In: Accounting
In the previous units, we learned about basic accounting principles that generally apply to all types of firms. In this unit, we turn our attention to particular accounting concerns of merchant firms.
Because merchants are in many places among the most common type of business, and because there are special issues in accounting for merchandising operations, this subject merits special consideration.
No doubt all of you have merchants in the area where you live, you may often shop there, perhaps some of you may have even worked in a merchant shop. Think of a popular merchant near you. What type of merchandise do they stock? How do you think this merchant determines his or her cost of goods sold? Describe the method and "real" accounts.
250 words or more (must be original no copy paste)
One of the popular merchant here is Big Bazaar. It is having several outlets of different sizes spread across the city and countrywide also. It stocks several ranges of products from kitchen & home appliances, garments, dry foods, beverages, fruits, consumables etc.
Inventory is classifies by its use. Retailers often have only one category→Merchandise-which includes retail goods that were purchased ready for sale.
Cost of goods sold is basically comprises of the wholesale prices of the goods and its stocking charges like, the cost of storing or warehousing, delivery, packaging etc. For retailers like this, they don’t have much of production activity therefore, cost of production here is little to none. They possess a huge volume of inventory because the inventory are purchased from the wholesalers at the wholesale prices and they sell it to the customers by giving a required mark up on each product.

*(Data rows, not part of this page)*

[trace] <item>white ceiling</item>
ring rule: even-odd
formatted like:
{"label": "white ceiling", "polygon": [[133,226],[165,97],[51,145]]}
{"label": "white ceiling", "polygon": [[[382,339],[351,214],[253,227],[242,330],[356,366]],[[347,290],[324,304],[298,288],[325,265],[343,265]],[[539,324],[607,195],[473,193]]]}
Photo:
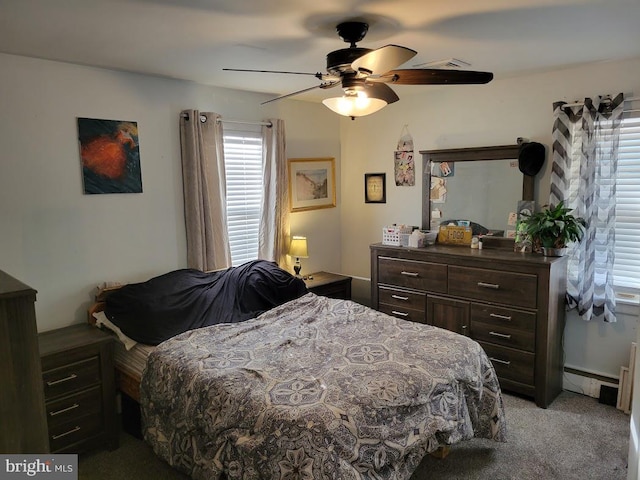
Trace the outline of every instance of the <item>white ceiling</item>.
{"label": "white ceiling", "polygon": [[222,68],[324,73],[349,19],[370,24],[360,47],[417,50],[404,68],[456,58],[501,78],[640,57],[640,0],[0,0],[0,52],[277,96],[319,81]]}

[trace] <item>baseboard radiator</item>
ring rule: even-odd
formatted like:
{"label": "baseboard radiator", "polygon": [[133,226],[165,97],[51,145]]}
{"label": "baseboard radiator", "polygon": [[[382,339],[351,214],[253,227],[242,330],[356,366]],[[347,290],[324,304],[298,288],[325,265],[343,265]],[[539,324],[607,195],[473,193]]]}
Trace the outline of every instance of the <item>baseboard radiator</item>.
{"label": "baseboard radiator", "polygon": [[[564,367],[563,388],[570,392],[581,393],[593,398],[600,398],[602,387],[615,389],[617,396],[620,379],[617,377],[609,377],[606,375],[579,370],[572,367]],[[613,405],[615,406],[615,399]]]}

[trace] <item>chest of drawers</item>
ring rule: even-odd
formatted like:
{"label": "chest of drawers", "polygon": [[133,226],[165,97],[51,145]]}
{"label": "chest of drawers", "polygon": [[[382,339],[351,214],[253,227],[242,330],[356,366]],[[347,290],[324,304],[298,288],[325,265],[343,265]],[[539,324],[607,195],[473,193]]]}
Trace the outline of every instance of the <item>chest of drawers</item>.
{"label": "chest of drawers", "polygon": [[0,271],[0,453],[48,453],[36,291]]}
{"label": "chest of drawers", "polygon": [[546,408],[562,391],[566,259],[472,250],[371,246],[372,306],[476,340],[505,391]]}
{"label": "chest of drawers", "polygon": [[118,445],[113,339],[87,324],[38,336],[52,453]]}
{"label": "chest of drawers", "polygon": [[304,278],[310,292],[330,298],[351,300],[351,277],[337,273],[316,272]]}

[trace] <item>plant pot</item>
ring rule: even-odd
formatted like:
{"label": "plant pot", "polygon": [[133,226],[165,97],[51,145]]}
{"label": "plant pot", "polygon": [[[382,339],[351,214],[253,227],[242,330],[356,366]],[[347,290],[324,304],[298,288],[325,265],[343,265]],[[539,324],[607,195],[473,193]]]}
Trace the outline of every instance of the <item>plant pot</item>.
{"label": "plant pot", "polygon": [[566,248],[542,247],[542,254],[545,257],[564,257],[567,253]]}

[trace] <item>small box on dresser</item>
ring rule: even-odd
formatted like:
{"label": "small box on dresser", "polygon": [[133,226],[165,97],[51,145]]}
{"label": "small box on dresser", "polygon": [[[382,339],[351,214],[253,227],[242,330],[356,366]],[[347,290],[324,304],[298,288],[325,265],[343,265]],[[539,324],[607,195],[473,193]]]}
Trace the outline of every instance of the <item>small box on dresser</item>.
{"label": "small box on dresser", "polygon": [[87,324],[38,335],[52,453],[118,447],[113,342]]}

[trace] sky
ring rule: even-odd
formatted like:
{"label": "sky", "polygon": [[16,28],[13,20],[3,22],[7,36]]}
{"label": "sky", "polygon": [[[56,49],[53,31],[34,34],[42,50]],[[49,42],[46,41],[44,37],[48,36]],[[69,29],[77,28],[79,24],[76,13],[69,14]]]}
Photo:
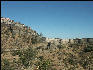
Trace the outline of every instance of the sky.
{"label": "sky", "polygon": [[49,38],[93,38],[93,1],[1,1],[1,16]]}

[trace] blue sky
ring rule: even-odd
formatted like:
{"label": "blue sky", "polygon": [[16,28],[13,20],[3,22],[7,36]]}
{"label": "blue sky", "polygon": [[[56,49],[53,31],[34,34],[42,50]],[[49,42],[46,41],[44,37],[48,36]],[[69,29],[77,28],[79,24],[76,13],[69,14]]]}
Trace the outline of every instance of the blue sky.
{"label": "blue sky", "polygon": [[93,38],[93,1],[2,1],[1,16],[49,38]]}

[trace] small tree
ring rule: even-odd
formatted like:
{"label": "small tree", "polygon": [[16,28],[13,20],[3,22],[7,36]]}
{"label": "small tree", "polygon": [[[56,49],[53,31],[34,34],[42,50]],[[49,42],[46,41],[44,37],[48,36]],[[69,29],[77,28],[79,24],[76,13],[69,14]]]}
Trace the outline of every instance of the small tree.
{"label": "small tree", "polygon": [[39,36],[41,36],[41,37],[43,36],[42,32],[40,33],[40,35],[39,35]]}

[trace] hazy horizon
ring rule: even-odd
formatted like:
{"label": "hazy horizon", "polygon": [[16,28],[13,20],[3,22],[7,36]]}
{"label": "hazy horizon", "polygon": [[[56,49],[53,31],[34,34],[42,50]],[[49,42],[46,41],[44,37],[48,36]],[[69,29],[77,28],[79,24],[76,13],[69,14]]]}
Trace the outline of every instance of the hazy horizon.
{"label": "hazy horizon", "polygon": [[93,38],[93,1],[1,1],[1,16],[48,38]]}

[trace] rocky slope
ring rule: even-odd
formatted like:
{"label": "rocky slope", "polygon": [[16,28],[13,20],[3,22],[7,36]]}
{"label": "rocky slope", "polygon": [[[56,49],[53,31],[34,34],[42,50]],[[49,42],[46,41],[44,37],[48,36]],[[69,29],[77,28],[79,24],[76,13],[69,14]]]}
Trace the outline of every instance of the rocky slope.
{"label": "rocky slope", "polygon": [[93,70],[93,44],[48,43],[17,22],[1,23],[2,70]]}

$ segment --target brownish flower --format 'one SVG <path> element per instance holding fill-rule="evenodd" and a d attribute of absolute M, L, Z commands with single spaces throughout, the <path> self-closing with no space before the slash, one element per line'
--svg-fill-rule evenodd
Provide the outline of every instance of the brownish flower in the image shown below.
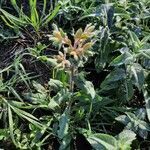
<path fill-rule="evenodd" d="M 84 30 L 81 28 L 74 34 L 74 43 L 68 38 L 67 34 L 61 28 L 54 25 L 55 30 L 50 37 L 54 43 L 63 46 L 64 52 L 59 52 L 59 55 L 55 56 L 55 59 L 59 63 L 59 67 L 69 67 L 70 62 L 66 59 L 66 54 L 72 55 L 76 61 L 82 59 L 84 56 L 92 55 L 89 51 L 94 42 L 88 42 L 89 38 L 96 35 L 95 26 L 88 24 Z"/>
<path fill-rule="evenodd" d="M 56 28 L 56 30 L 53 31 L 53 35 L 50 35 L 49 37 L 50 40 L 53 41 L 55 44 L 67 44 L 69 46 L 71 45 L 71 40 L 61 28 Z"/>
<path fill-rule="evenodd" d="M 87 54 L 87 50 L 89 50 L 94 43 L 88 42 L 84 45 L 78 45 L 78 48 L 71 48 L 70 55 L 73 55 L 75 60 L 82 58 L 85 54 Z"/>
<path fill-rule="evenodd" d="M 70 67 L 70 61 L 66 59 L 66 54 L 63 54 L 59 51 L 59 55 L 54 56 L 54 58 L 57 60 L 58 68 L 69 68 Z"/>

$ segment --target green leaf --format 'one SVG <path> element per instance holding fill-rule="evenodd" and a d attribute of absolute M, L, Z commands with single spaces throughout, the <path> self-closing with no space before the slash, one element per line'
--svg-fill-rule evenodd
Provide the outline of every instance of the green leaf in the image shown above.
<path fill-rule="evenodd" d="M 19 9 L 19 7 L 18 7 L 18 5 L 17 5 L 16 0 L 11 0 L 11 4 L 12 4 L 13 7 L 16 9 L 16 11 L 19 13 L 20 9 Z"/>
<path fill-rule="evenodd" d="M 69 118 L 67 112 L 64 112 L 59 119 L 59 130 L 57 131 L 58 137 L 63 139 L 68 134 Z"/>
<path fill-rule="evenodd" d="M 14 122 L 13 122 L 13 117 L 12 117 L 12 111 L 11 111 L 11 108 L 8 106 L 8 120 L 9 120 L 9 129 L 10 129 L 10 136 L 11 136 L 11 139 L 13 141 L 13 143 L 15 144 L 15 146 L 17 147 L 17 142 L 15 140 L 15 137 L 14 137 Z"/>
<path fill-rule="evenodd" d="M 117 150 L 117 140 L 108 134 L 92 134 L 87 138 L 95 150 Z"/>
<path fill-rule="evenodd" d="M 72 94 L 68 90 L 62 89 L 52 98 L 52 100 L 60 105 L 63 102 L 67 102 L 70 99 L 71 95 Z"/>
<path fill-rule="evenodd" d="M 32 104 L 45 105 L 49 101 L 49 97 L 44 92 L 43 93 L 24 93 L 23 96 L 27 101 L 32 102 Z"/>
<path fill-rule="evenodd" d="M 12 94 L 21 102 L 23 102 L 23 99 L 20 97 L 20 95 L 15 91 L 15 89 L 13 87 L 9 87 L 10 91 L 12 92 Z"/>
<path fill-rule="evenodd" d="M 141 40 L 141 42 L 142 42 L 142 45 L 144 45 L 146 42 L 148 42 L 150 40 L 150 35 L 147 35 L 147 36 L 145 36 L 142 40 Z"/>
<path fill-rule="evenodd" d="M 133 131 L 124 130 L 116 138 L 109 134 L 89 133 L 87 140 L 95 150 L 130 150 L 135 136 L 136 134 Z"/>
<path fill-rule="evenodd" d="M 5 100 L 6 102 L 6 100 Z M 34 117 L 32 114 L 24 111 L 24 110 L 21 110 L 19 108 L 16 108 L 14 106 L 12 106 L 10 103 L 6 102 L 8 104 L 9 107 L 11 107 L 11 109 L 20 117 L 28 120 L 30 123 L 34 124 L 36 127 L 42 129 L 44 126 L 38 122 L 38 119 L 36 117 Z M 11 110 L 10 110 L 11 111 Z M 11 116 L 11 112 L 9 111 L 10 113 L 10 116 Z M 10 118 L 10 121 L 12 122 L 12 118 Z M 11 125 L 11 128 L 12 128 L 12 125 Z"/>
<path fill-rule="evenodd" d="M 42 25 L 44 26 L 44 25 L 46 25 L 46 24 L 48 24 L 56 15 L 57 15 L 57 13 L 58 13 L 58 11 L 59 11 L 59 9 L 60 9 L 60 4 L 58 4 L 56 7 L 55 7 L 55 9 L 51 12 L 51 13 L 49 13 L 43 20 L 42 20 Z"/>
<path fill-rule="evenodd" d="M 46 93 L 47 90 L 41 85 L 39 84 L 38 82 L 36 81 L 33 81 L 33 86 L 34 88 L 39 92 L 39 93 Z"/>
<path fill-rule="evenodd" d="M 105 80 L 101 83 L 100 87 L 105 90 L 114 89 L 118 86 L 118 81 L 124 80 L 126 78 L 126 73 L 124 69 L 116 68 L 109 75 L 106 76 Z M 115 86 L 115 84 L 117 86 Z"/>
<path fill-rule="evenodd" d="M 131 66 L 131 73 L 133 75 L 134 84 L 138 87 L 139 90 L 141 90 L 145 81 L 144 70 L 142 66 L 138 63 L 134 63 Z"/>
<path fill-rule="evenodd" d="M 48 104 L 48 108 L 54 110 L 56 107 L 59 107 L 58 103 L 54 99 L 51 99 Z"/>
<path fill-rule="evenodd" d="M 56 67 L 58 65 L 56 59 L 48 58 L 47 56 L 39 56 L 37 59 L 47 62 L 52 67 Z"/>
<path fill-rule="evenodd" d="M 92 82 L 86 81 L 82 73 L 79 74 L 74 80 L 79 89 L 83 90 L 86 94 L 90 95 L 92 99 L 94 99 L 96 92 Z"/>
<path fill-rule="evenodd" d="M 126 11 L 124 8 L 116 7 L 115 16 L 120 16 L 125 19 L 130 19 L 130 13 Z"/>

Costs mostly are of administrative nature. They used to maintain a perpetual inventory system which keeps continuous track of the changes in the inventory accounts. All transactions are recorded as they occur. Retail systems are more accurate as they update records or record inventory changes at the point of sale, updating both the inventory and cost of goods sold. Purchases, Returns, Allowances, Discounts, Freight-in etc. are also updated. The basic system of cost of goods sold is to determine in this way: (Beginning Inventory + Purchase) – Ending Inventory
Let’s taken an example of this. Beginning inventory, January 1 $350000
Ending inventory, December 31 $400000
Purchase $670000
Cost of Goods Sold:
Opening Inventory $350000
Add: Purchase $670000
Cost of Goods available for sale $1020000
Less: Closing inventory $400000
Cost of Goods Sold $620000
Real accounts is an account that accounts for all assets and liabilities. All assets accounts are debit and all liability accounts are credit. Examples are→ Plant & Machinery, Building, Land, Salaries payable, Wages payable, Bonds payable etc.